Why the long dress with the frumpy, padded butt and big shoulders and sleeves went on the slender lovely Cinderella is a mystery to me. You couldn’t see her dancing at all, even if she sadly didn’t do much anyways. If it were me, I’d put her in a skin-tight black bandeau dress with tall tall gladiator heels. A million studded straps would keep those puppies from falling off and save us all the time of an international search. Time is money b*tches!
There were indeed some humorous moments in act 3. If I could move my face, I would have laughed. And the music, costumes,and scenery in the final pas de deux was sublime. However, the partnering between guest artist Alex Forck and Kilsavage looked shaky and uncertain. Each looked nice dancing alone, and Forck had especially impressive pirouettes and clean lines.
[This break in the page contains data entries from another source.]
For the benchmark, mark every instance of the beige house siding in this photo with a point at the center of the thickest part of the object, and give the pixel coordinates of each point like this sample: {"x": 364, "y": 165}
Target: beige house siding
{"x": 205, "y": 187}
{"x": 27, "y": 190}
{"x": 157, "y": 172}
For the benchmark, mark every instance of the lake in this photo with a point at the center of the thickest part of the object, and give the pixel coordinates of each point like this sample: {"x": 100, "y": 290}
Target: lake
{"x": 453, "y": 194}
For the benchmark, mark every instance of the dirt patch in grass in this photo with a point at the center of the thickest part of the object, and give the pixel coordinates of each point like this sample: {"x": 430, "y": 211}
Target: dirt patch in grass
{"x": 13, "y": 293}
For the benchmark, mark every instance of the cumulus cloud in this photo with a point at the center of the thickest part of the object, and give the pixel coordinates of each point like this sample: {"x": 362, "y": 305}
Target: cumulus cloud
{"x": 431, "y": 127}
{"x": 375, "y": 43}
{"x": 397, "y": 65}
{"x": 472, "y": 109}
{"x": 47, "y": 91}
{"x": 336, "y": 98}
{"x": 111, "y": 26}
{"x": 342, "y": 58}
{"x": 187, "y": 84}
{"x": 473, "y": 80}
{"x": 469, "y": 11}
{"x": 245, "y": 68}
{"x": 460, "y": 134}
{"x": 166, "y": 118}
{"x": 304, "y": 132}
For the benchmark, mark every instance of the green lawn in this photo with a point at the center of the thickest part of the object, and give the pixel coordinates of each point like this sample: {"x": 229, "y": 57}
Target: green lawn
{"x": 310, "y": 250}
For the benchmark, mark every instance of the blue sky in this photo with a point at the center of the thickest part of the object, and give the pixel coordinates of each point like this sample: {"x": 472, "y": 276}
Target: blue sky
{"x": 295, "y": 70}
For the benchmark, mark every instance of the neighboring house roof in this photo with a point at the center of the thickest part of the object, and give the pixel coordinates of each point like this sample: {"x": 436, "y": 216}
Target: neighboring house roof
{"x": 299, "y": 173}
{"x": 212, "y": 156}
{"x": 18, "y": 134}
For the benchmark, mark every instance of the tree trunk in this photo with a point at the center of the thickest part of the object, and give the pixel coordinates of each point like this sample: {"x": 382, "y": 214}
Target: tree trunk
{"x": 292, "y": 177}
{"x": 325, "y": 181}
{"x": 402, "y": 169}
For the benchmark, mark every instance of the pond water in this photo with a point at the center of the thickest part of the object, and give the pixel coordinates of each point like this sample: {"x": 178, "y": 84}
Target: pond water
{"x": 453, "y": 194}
Though Cinderella at least, had a rapturous gleam in her eyes, The Prince looked bewildered the entire time. She must have been dreaming of his money, while he was thinking, ‘I didn’t sign a prenup!”I’m guessing rather than happily ever after, these two will be publicly 73 hours after.
Overall, the show had highs and lows, some stunning dancers and some who could use more attention to their feet, legs, and faces. Like the mystery of Cinderella’s identity at the ball, it is unclear exactly who this company is. At times, it seemed like a children’s show with a sprinkling of good professionals in the mix. If so, then the children need to be used to better effect. If they are claiming the title of professional ballet company, then the level of dancers needs to be evened out and a few kinks of overall presentation and choreography smoothened out (or flat-ironed. I know a guy, if they need the number). There are some good key elements in place, it just seems that perhaps the company hasn’t quite found its footing yet.